Monday 4th September 2017 will forever be a historical day as workers in one of the world’s leading fast food restaurants, McDonald’s, went on strike for the first time in the company’s history in the UK (it opened its’ doors here in 1974). Workers at the two restaurants who are on industrial action (Crayford in South East London and Cambridge) have aptly named it the ‘McStrike.’ The worker’s demands are simple; a £10.00 per hour wage, an end to zero hour contracts, and union recognition.

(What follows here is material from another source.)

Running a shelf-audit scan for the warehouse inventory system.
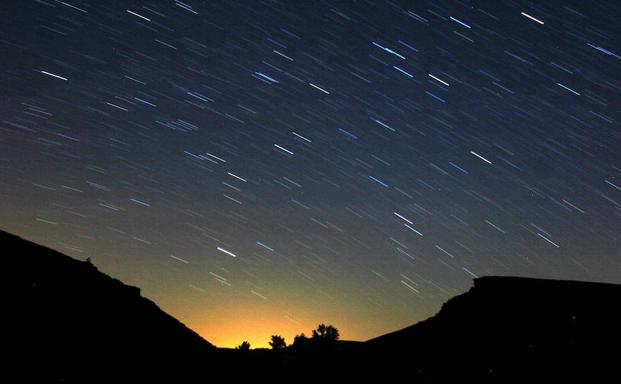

The Guardian ran a story last week of a young 17 year-old McDonald’s worker named Tyrone, earning £4.75 per hour and living on an airbed in his friend’s flat, whilst McDonald’s CEO (also the company’s former UK head) Steve Easterbrook earns somewhere in the region of £11.8 million. On Thursday Momentum released a video outlining some of the stories of workers in the fast food restaurant, including one staff member not being permitted a break after they received burns from the frier (they were told to place ice on the burn which, in turn, made it worse). These are just some of the many stories released this week that show the company’s blatant disregard for worker’s rights including the right to a decent and fair wage, not least a living wage.

At the first Prime Minister’s questions since the Summer recess, Jeremy Corbyn asked Theresa May whether she supported the McStrike- the PM didn’t answer the question. Although this is hardly surprising we must not allow Theresa May to forget about her promises on the steps of Downing Street:

I know you’re working around the clock, I know you’re doing your best, and I know that sometimes life can be a struggle. The government I lead will be driven not by the interests of the privileged few, but by yours

Yes, that is a direct quotation. Her startling non-answer in the Commons chamber proves (if it needed proving) that this promise is as empty as their hearts.

The Conservatives are proud to say that they introduced the rise in minimum wage, but it is still not enough, especially if you are under 18 (the minimum wage only increased a measly 5 pence from £4.00 to £4.05 for this age group). What’s more, the minimum wage is only one aspect to protecting workers: without Union recognition workers cannot collectively bargain for wages or have a redress of grievance on their working conditions. Lest we forget that it was the Conservative government who introduced the 2016 Trade Union Act that makes it even harder for workers to collectively bargain.

Theresa May’s unwillingness to implement a £10.00 minimum wage, to end exploitative zero hour contracts and to end her party’s attack on the trade union movement is failing working people across the U.K and is in large part the reason this McStrike is taking place. This government has failed to adequately protect workers from exploitation at the hands of multi-national corporations such as McDonald’s.

The McStrike leads to an obvious but important question; why is it that in 2017 people who are working hard are still living in poverty? The answer lies in the economic fallacy of trickle down economics – the notion that if the rich get richer the poor get richer. Quite simply, this does not happen.

Although income inequality in the U.K. has actually fallen since the financial crisis people’s wages have stagnated. Those earning £100,000 per year may not be able to buy as much as they used to, but it is much easier to get by on a stagnant £100,000 (or £11.8 million) than it is on a measly £4.75 per hour. And it is a problem this Conservative government is doing nothing about. In fact, according to the Resolution Foundations annual state of the nation report “income growth is set to slow to extremely low levels and in a way that is highly regressive, with income falls for poorer households.”  Rather than implementing policies to help working people, this government’s commitment to lower taxes on the highest earners, the cornerstone of the trickle down delusion, will eventually lead to the gulf between the rich and the poor widening once again.

This is why it is important that we stand in solidarity with the ‘McStrikers’- the lives these workers live are indicative of a Conservative government that has created the conditions that allow for workers to be exploited and to live in poverty. As we often hear from the Tory frontbench ‘Government is about choices’ and the choices this government make exacerbate inequality and poverty. It is perhaps no coincidence that this strike is taking place after the Labour Party’s recent election manifesto: under Corbyn’s leadership there can finally be a government, that from it’s very core, has the interests of working people at heart. It’s time we had a PM to deliver radical change, not an understudy for Ronald McDonald.